Tuesday, 18 April 2023

Raiders Of The Living Dead (1986)

I know I have seen Raiders Of The Living Dead before. I would swear to it on my life. There are some unscary zombies and a teenager with a laser device. I suspect I saw it in some cheap DVD bundle that also featured a number of other low-budget horrors. I remember it being far from great. Having just rewatched it now, for the first time in well over a decade, I can now confidently tell people that it is actually godawful, but in a way that is mildly amusing if you’re in the right frame of mind.

There’s a doctor experimenting on bodies and bringing the dead back to life. A reporter, Morgan Randall (Robert Deveau) is on the case, being helped in his investigation by Shelly Godwin (Donna Asali), a woman who almost runs him over and then, as happens in movieland, starts a tentative relationship with him. Then there’s old Dr. Carstairs (Bob Allen), a man who has given up on trying to fix his laserdisc player. What has that got to do with anything? Well, his grandson (Jonathan, played by Scott Schwartz) is a bit of a tech whizz, and manages to make himself a laser device from the player. Impressing Michelle (Corri Burt) with his inventiveness, little does Jonathan realise that his weapon might end up helping to destroy a number of shambling corpses.

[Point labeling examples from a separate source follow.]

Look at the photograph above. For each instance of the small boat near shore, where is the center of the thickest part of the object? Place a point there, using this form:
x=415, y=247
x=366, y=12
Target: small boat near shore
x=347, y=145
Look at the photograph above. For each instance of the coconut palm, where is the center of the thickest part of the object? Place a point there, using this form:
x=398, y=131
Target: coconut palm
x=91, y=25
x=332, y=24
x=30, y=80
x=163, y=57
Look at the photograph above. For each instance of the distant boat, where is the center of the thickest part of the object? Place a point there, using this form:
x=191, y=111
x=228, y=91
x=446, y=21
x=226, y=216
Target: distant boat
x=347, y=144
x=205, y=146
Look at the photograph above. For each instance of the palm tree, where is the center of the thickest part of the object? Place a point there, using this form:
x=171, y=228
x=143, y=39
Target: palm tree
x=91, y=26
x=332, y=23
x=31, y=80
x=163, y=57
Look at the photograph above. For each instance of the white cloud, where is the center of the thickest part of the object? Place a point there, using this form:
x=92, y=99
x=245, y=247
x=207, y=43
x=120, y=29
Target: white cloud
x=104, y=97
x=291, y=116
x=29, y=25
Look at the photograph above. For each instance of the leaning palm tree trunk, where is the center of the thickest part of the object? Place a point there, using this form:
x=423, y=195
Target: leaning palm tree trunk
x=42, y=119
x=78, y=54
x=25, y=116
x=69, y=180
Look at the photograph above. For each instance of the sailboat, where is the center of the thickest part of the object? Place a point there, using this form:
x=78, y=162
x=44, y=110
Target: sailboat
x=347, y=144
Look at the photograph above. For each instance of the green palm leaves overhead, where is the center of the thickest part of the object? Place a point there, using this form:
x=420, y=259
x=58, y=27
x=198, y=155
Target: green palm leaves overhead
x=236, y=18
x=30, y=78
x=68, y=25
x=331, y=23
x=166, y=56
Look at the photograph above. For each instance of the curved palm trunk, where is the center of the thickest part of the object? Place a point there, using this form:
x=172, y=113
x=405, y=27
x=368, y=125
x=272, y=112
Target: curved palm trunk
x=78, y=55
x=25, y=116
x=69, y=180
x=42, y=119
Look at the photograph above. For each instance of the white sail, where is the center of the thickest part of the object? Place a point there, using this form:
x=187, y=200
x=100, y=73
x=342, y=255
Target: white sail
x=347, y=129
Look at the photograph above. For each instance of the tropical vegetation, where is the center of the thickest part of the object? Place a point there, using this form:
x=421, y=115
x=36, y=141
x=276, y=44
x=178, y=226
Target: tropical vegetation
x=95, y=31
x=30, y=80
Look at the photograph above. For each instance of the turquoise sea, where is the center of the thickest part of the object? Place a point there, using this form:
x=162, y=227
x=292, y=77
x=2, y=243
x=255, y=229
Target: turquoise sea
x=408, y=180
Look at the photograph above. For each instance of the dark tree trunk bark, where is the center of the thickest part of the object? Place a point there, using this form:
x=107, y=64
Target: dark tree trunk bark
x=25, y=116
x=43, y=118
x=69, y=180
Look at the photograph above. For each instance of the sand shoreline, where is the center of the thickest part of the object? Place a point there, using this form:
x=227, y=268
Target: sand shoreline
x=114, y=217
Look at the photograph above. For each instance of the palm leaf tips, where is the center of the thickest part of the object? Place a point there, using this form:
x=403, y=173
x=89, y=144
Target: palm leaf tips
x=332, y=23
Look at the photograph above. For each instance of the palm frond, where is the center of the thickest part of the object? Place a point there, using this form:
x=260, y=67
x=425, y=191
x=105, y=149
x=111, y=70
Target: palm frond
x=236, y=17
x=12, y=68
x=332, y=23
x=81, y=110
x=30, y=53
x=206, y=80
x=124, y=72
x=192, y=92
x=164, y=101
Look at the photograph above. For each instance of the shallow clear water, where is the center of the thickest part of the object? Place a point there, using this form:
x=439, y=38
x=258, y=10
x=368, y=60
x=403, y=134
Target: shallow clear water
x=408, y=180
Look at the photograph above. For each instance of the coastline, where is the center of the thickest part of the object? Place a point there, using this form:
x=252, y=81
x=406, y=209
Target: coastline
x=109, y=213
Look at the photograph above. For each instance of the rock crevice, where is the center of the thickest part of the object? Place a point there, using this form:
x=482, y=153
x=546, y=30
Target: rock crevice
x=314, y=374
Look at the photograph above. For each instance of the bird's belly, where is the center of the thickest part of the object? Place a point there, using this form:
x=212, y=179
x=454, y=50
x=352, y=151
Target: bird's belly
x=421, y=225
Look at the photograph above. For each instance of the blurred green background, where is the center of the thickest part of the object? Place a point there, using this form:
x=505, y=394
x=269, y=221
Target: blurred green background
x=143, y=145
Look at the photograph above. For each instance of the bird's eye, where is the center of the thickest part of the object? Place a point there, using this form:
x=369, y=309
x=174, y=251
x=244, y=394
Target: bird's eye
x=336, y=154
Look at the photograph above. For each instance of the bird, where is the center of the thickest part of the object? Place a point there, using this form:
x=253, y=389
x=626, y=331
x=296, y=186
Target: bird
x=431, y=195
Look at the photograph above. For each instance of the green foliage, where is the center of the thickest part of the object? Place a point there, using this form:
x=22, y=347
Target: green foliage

I doubt that I knew much about the background to this movie when I first saw it, but some very cursory research shows that this was yet another cheap cash-in, making use of footage already filmed by Brett Piper and then padding out the runtime with extra scenes that allow Samuel M. Sherman to take credit for the whole thing. This kind of approach can lead to some great results (Spookies remains a firm favourite of mine), but it more often than not leads to a complete mess. Raiders Of The Living Dead is a complete mess.

It feels unfair to spend too much time criticising the level of acting on display, especially when people are working with material that I doubt even the finest thespians in the world could have managed to overcome. Allen isn’t terrible in the grandpa role, and both Schwartz and Burt try to at least stay lively and enthusiastic for the duration of their screentime. Deveau and Asali are, well, they’re arguably asked to portray the most familiar, and therefore least interesting, horror movie characters.

There are no scares, and the lean plot only really kicks in after a completely extraneous opening sequence that fails to draw viewers in, there’s no decent gore, and the overall tone veers between painfully dull and strangely childish. The whole idea of the laser gadget is something that could have been part of some lighthearted teen adventure, but instead it’s in this muddled zombie tale that tries to play itself off as a Scooby-Doo mystery while viewers are already pretty well aware of what is really going on.

Not recommended to anyone, aside from bad movie connoisseurs, this is a slog to get through, visually turgid, and lacking enough minor distractions to make up for the overwhelming number of scenes that make you wish you were watching paint dry. And I hope this review will serve as a reminder to me that I never have to sit through it again.